Officials Revise Teacher-Pay Scheme
Tampa, Fla.--Responding to a flood of criticism about the merit-pay plan they designed last year, Florida's state legislators have made several major changes in it this summer that may require the 28,000 teachers who have applied for the program to reapply.
The legislature dropped a previous requirement that all applicants for merit pay possess a master's degree.
Under the new rules, only teachers in fields in which no competency exam is developed by Feb. 15, 1985, must have master's degrees to qualify. The University of South Florida at Tampa is developing teacher-competency tests for as many disciplines as possible; the tests will be administered in the spring.
That change came in response to a poll conducted by the Tampa Trib-une that found that about 31 of the state's 48 "Teachers of the Year" for 1983 were ineligible for merit pay because they lacked a master's degree. (See Education Week, May 16, 1984.)
In addition, the requirement that teachers have no unexcused absences for two of the last three years was also dropped and the number of required classroom observations was reduced from three to one.
Application Process Moot
Those changes may make the original application process moot, according to several state officials, and all of the teachers who applied for merit pay last spring may have to reapply.
Gov.
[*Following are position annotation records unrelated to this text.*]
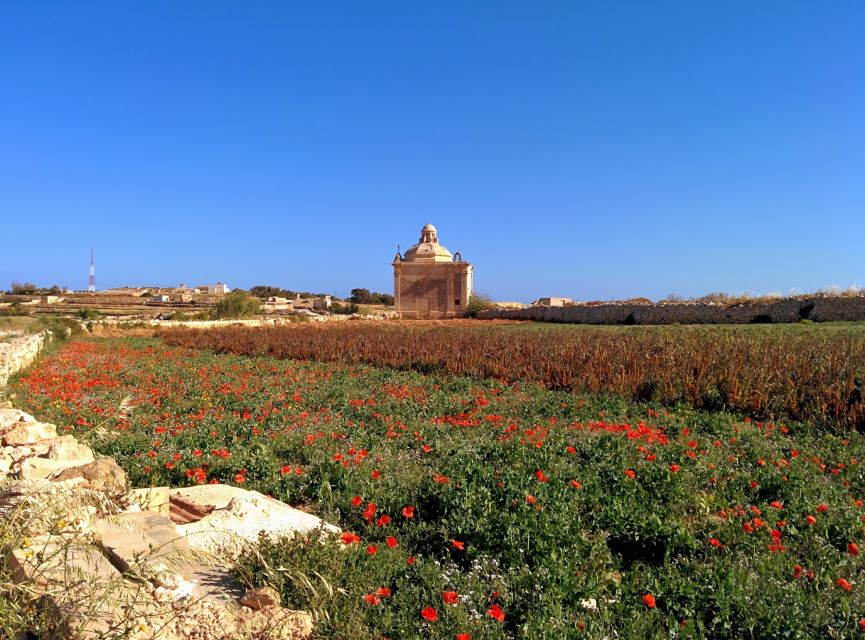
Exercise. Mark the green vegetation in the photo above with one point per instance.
(803, 372)
(30, 289)
(266, 291)
(477, 303)
(236, 304)
(491, 508)
(363, 296)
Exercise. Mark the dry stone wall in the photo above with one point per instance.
(818, 309)
(143, 564)
(18, 351)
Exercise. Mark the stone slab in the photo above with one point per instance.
(25, 433)
(149, 499)
(240, 516)
(41, 468)
(147, 544)
(9, 417)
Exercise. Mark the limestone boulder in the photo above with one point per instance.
(103, 475)
(10, 417)
(25, 433)
(240, 516)
(40, 468)
(260, 598)
(67, 448)
(149, 499)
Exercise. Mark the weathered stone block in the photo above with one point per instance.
(149, 499)
(9, 417)
(102, 475)
(28, 433)
(241, 516)
(68, 448)
(39, 468)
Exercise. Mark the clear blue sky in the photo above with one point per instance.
(588, 149)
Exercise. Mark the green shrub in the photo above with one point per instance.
(237, 304)
(477, 303)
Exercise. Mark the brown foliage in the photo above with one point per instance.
(794, 373)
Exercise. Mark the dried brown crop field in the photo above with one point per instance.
(807, 372)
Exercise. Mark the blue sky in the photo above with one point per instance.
(595, 150)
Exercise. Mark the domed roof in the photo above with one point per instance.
(428, 248)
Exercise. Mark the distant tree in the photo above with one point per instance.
(361, 296)
(343, 309)
(364, 296)
(237, 304)
(26, 289)
(478, 302)
(266, 291)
Robert Graham is expected to make a recommendation on the reapplication issue by late August. The state board of education will meet Sept. 20 to make final decisions on the new merit-pay process.
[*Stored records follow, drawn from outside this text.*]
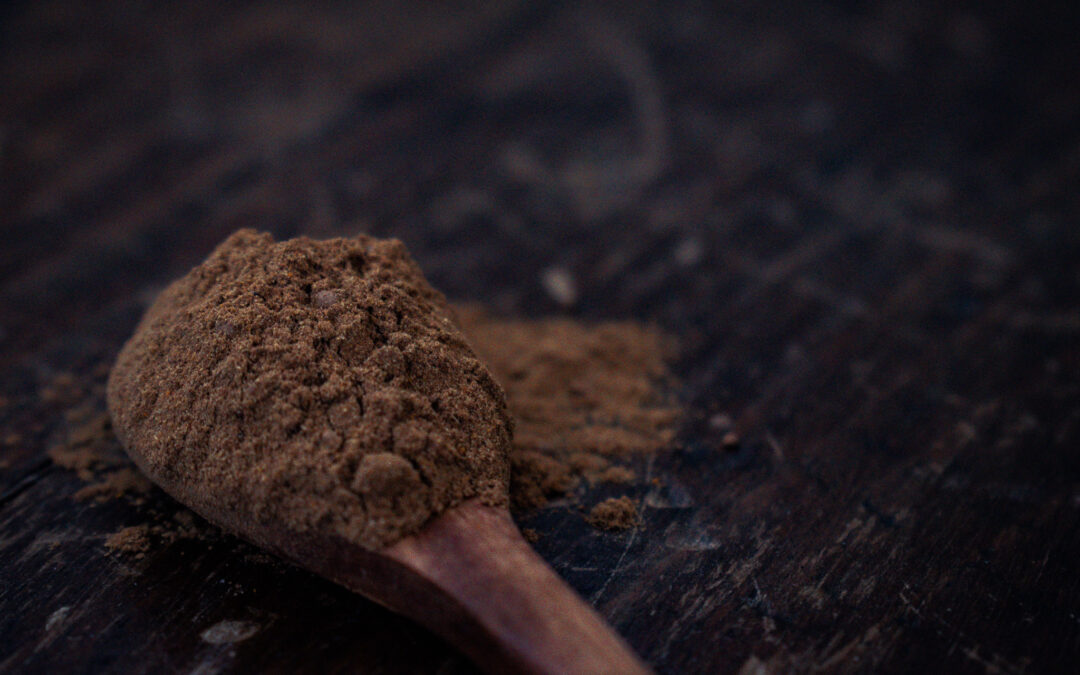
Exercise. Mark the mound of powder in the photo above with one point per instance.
(320, 385)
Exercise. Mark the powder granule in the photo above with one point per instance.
(134, 540)
(582, 395)
(320, 385)
(615, 513)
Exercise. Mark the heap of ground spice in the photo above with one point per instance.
(582, 396)
(320, 385)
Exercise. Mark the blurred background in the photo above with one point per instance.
(861, 218)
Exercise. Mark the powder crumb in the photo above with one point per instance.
(115, 484)
(580, 394)
(535, 478)
(80, 460)
(133, 540)
(558, 282)
(616, 513)
(616, 474)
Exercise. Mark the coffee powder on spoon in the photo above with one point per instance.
(321, 385)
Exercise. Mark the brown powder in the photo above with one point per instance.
(132, 540)
(615, 513)
(581, 395)
(86, 447)
(318, 385)
(115, 484)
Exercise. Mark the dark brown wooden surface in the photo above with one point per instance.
(862, 220)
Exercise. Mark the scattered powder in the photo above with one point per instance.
(615, 513)
(132, 540)
(86, 447)
(581, 395)
(320, 385)
(115, 484)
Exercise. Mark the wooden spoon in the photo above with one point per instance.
(468, 575)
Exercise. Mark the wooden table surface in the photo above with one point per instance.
(861, 220)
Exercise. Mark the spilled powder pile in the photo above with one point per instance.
(134, 540)
(89, 449)
(321, 385)
(582, 396)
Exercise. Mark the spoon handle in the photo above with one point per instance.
(497, 601)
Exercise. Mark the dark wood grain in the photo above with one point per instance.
(861, 220)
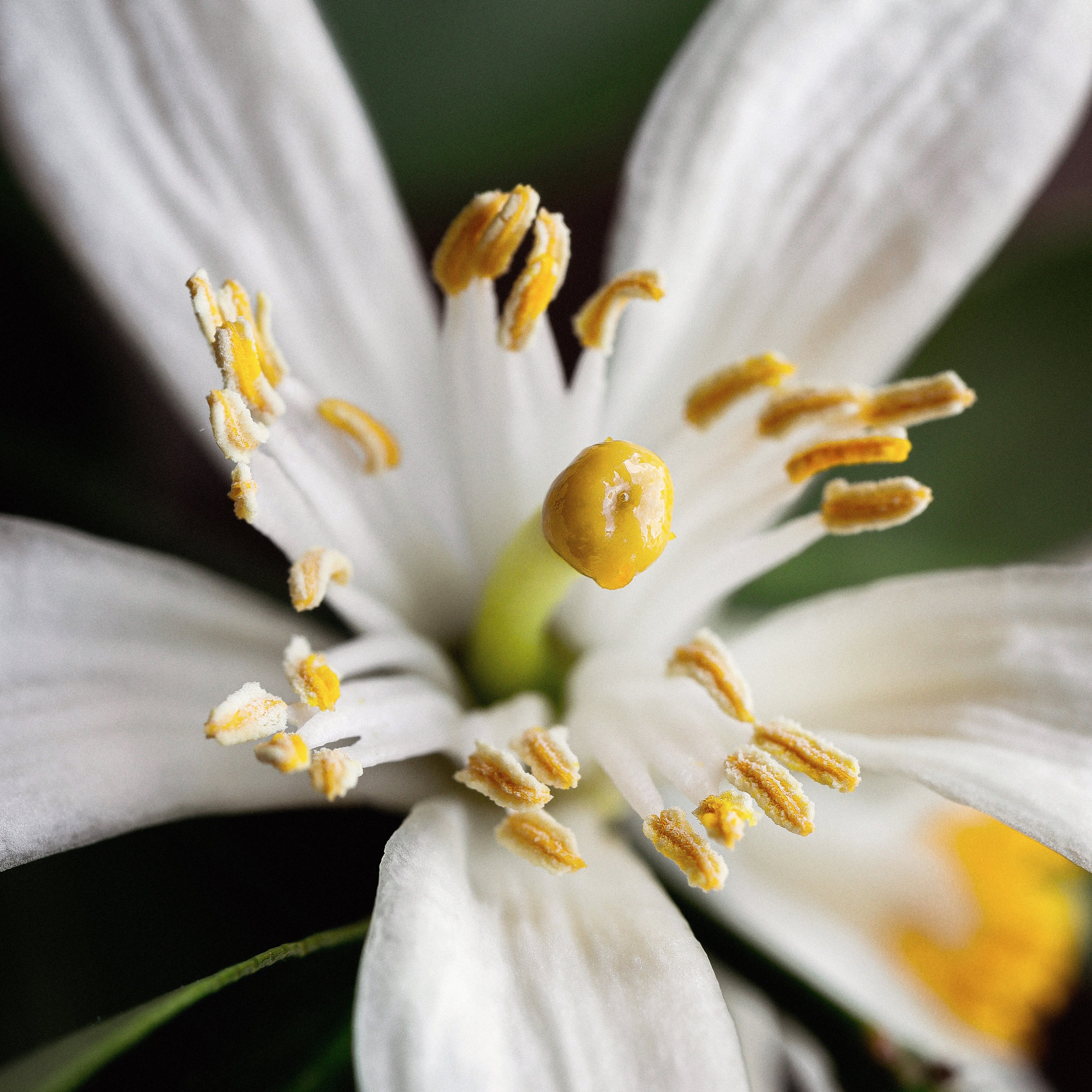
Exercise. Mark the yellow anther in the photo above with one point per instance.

"Meritorious" teachers will be awarded $3,000 stipends. To earn that award, candidates must have four years of teaching experience with at least two years in Florida schools, pass the competency test, and receive a satisfactory evaluation from their principals based on at least one classroom observation.
Florida teachers, however, will also be eligible for merit-pay plans developed by individual school districts. About $20 million has been set aside for that purpose.